July 22, 2019
Published Early Results From Matched Analysis Show Similar Risks for TCAR and CEA
July 23, 2019 – The Society for Vascular Surgery (SVS) announced the publication of the first report of a matched analysis of transcarotid artery revascularization (TCAR) and carotid endarterectomy (CEA), revealing a similar incidence of stroke and death at 30 days and 1 year. The study was published by Vikram S. Kashyap, MD, et al in Journal of Vascular Surgery (JVS; 2019;70:123–129).
According to the SVS announcement by Paul DiMuzio, MD, Assistant Editor of JVS, the study’s findings suggest that TCAR could become an important part of the vascular surgeon’s armamentarium in treating significant carotid stenosis. The SVS announcement noted that TCAR can be considered a hybrid of CEA and transfemoral carotid artery stenting (TF-CAS). Because TCAR does not require crossing the aortic arch and establishes neuroprotection before manipulation of the carotid lesion, it may offer less neurologic complications than TF-CAS.
As summarized in the SVS press release, the multicenter investigation was led by Dr. Kashyap, who is from University Hospitals, Cleveland Medical Center in Cleveland, Ohio. The study compared the 30-day and 1-year outcomes of CEA and TCAR. Investigators studied 663 patients who underwent either CEA (n = 371) or TCAR (n = 292) at four centers between 2013 and 2017.

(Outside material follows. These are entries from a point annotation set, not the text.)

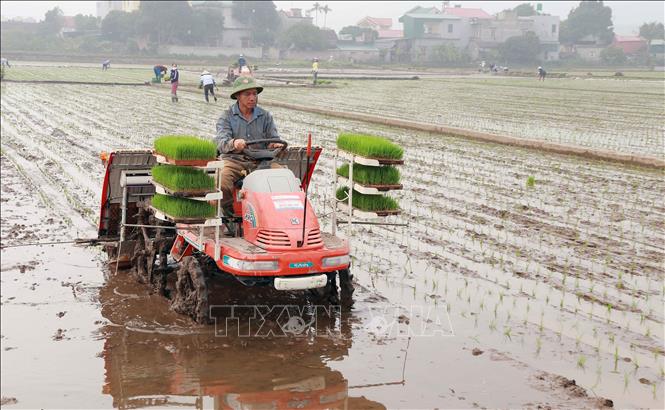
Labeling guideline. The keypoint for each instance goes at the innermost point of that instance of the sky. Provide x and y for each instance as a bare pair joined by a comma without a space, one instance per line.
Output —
626,15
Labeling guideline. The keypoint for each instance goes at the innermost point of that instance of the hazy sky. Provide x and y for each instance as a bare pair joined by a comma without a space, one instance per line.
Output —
627,15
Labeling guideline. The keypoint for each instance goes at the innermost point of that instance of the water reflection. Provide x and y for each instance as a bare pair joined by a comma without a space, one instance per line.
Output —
156,359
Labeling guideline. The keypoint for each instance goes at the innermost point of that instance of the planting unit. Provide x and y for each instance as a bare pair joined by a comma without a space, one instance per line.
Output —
272,239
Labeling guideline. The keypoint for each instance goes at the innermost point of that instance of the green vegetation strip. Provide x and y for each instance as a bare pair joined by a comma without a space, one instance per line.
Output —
185,147
183,207
369,203
538,145
366,175
369,146
182,178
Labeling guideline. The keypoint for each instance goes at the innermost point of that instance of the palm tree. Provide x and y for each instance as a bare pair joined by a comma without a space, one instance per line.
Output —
325,9
316,9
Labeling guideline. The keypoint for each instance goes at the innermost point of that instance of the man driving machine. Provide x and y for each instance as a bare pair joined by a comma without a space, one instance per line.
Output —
238,127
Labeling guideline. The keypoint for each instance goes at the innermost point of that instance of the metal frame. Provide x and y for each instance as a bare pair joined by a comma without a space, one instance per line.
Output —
126,180
355,159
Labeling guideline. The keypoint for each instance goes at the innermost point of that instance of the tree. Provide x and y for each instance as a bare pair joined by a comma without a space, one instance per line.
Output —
119,25
165,22
207,26
316,7
303,36
325,10
86,23
525,9
651,31
261,16
521,49
589,18
53,22
613,56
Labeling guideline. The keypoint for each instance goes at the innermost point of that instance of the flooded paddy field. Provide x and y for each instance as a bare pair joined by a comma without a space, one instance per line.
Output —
543,295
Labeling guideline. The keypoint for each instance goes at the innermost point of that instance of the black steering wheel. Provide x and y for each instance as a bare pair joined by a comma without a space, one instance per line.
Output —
264,154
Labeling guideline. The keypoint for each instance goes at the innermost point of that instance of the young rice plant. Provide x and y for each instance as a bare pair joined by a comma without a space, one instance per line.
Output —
368,203
366,175
182,178
183,207
369,146
185,147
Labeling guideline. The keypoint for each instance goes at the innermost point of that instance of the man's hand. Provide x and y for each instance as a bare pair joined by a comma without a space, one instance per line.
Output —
239,144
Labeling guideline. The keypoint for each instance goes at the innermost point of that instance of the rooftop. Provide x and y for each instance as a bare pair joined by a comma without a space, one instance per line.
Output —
467,12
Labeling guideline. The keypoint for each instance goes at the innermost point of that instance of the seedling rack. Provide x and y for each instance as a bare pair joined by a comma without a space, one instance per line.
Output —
354,215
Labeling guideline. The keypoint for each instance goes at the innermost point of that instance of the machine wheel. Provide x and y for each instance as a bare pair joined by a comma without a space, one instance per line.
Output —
346,287
327,294
190,296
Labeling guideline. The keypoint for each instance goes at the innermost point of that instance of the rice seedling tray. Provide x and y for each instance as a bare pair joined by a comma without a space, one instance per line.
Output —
161,215
367,214
184,150
372,162
370,189
200,163
201,195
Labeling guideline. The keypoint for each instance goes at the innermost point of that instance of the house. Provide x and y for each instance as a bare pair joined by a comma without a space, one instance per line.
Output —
630,45
657,51
426,29
291,17
104,7
588,48
383,26
506,24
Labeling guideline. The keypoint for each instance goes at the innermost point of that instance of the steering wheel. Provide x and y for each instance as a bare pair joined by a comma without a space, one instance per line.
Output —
265,154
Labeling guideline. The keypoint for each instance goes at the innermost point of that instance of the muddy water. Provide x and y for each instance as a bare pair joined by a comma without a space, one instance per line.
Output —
523,276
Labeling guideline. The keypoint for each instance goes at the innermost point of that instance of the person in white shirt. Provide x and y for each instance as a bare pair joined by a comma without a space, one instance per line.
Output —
208,83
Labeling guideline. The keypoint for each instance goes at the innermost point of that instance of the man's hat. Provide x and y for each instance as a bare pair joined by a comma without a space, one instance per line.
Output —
244,83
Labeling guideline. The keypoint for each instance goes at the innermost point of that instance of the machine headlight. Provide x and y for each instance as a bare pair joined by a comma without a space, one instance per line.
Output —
250,265
342,260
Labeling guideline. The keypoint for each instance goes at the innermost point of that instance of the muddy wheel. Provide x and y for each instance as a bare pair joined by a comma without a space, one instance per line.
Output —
327,294
190,296
346,287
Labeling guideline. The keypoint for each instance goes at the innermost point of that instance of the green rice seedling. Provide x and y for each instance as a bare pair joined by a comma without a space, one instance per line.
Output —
185,147
183,207
506,332
581,362
368,202
530,182
369,146
182,178
367,175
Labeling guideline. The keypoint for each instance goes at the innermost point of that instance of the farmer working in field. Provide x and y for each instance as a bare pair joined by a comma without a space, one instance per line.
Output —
315,70
160,71
208,84
541,74
241,122
175,77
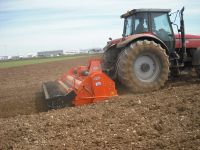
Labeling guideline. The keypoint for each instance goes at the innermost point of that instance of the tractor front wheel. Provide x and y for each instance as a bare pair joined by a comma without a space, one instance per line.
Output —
143,66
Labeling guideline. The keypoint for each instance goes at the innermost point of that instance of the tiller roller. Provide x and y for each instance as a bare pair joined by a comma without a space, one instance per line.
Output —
80,85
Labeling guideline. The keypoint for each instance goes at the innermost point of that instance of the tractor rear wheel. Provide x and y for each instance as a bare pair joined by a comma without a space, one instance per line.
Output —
197,69
143,66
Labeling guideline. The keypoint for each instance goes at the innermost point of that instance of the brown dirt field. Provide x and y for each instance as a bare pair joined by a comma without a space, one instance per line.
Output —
164,119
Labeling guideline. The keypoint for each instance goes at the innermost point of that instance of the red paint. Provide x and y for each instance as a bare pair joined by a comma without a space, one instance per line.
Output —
192,41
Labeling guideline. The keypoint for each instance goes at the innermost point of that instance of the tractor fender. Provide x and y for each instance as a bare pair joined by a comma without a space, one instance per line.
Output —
196,57
133,38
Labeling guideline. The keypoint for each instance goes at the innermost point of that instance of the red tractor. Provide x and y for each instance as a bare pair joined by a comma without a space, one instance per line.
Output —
149,51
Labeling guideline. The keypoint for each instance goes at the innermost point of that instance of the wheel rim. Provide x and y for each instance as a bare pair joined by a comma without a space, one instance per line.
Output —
147,67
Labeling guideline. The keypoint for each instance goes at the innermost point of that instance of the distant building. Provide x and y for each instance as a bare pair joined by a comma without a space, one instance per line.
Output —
3,57
50,53
95,50
15,57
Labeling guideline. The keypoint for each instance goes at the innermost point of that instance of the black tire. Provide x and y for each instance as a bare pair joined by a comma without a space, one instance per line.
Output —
174,72
154,58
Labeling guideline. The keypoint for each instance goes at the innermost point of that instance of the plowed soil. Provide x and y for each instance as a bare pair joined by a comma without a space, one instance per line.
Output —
164,119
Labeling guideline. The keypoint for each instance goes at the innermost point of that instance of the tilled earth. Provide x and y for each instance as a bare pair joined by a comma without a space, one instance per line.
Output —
164,119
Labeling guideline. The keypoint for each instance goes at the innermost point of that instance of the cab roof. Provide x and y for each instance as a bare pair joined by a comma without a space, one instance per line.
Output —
131,12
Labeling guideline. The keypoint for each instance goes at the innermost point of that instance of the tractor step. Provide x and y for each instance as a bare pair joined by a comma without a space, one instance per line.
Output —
57,95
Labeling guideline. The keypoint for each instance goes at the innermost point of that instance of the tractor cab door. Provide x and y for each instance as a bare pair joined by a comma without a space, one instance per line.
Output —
161,27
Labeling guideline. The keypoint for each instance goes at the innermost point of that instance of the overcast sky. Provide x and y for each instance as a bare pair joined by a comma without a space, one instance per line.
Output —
28,26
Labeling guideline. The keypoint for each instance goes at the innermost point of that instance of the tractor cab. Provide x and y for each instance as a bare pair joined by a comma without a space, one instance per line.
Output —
152,21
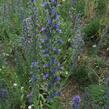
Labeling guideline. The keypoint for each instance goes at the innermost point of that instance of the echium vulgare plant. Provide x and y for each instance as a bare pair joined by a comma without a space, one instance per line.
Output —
45,65
77,41
51,48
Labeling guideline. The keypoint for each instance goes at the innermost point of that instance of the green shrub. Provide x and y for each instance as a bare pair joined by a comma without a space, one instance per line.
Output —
96,93
91,29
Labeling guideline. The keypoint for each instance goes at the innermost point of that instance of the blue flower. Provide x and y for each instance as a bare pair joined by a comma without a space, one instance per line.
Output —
76,102
46,75
34,64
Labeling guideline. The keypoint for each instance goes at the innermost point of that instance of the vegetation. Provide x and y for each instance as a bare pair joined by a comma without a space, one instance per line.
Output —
54,54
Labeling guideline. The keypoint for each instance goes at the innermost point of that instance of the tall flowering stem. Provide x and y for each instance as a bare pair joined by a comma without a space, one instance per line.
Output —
50,48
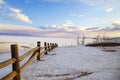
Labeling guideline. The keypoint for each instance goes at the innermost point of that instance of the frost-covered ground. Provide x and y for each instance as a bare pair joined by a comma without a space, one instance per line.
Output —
69,63
65,63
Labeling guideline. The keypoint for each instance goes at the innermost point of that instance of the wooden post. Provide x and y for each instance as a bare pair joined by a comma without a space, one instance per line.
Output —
16,65
45,44
48,47
38,45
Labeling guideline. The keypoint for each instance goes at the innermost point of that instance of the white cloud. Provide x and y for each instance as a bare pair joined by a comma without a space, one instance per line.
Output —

After propensity matching the 292 TCAR patients with 292 CEA patients, they found similar rates of 30-day stroke (1% vs 0.3%; P = .62), 30-day mortality (0.3% vs 0.7%; P = NS), 1-year stroke (2.8% vs 2.2%; P = .79), and 1-year mortality (1.8% vs 4.5%; P = NS).
The composite endpoint of stroke/death/myocardial infarction at 1 month was 2.1% for TCAR versus 1.7% for CEA (P = NS). Additionally, TCAR was noted to have a lower rate of cranial nerve injury (0.3% vs 3.8%; P = .01).
In the SVS announcement, Dr. Kashyap commented, “Given that the broad cardiovascular and neurologic outcomes were similar between TCAR and CEA in this analysis, one may question which intervention to offer to patients with severe carotid bifurcation disease. A possible benefit of TCAR is the low rate of cranial nerve injury given the limited common carotid artery exposure needed for this procedure.”
He further noted, “TCAR has a mean procedural time of 75 ± 24 minutes. If one views the flow reversal time as the critical time-sensitive period during TCAR—analogous to clamping the carotid artery—this time for TCAR averages 11 ± 8 minutes.”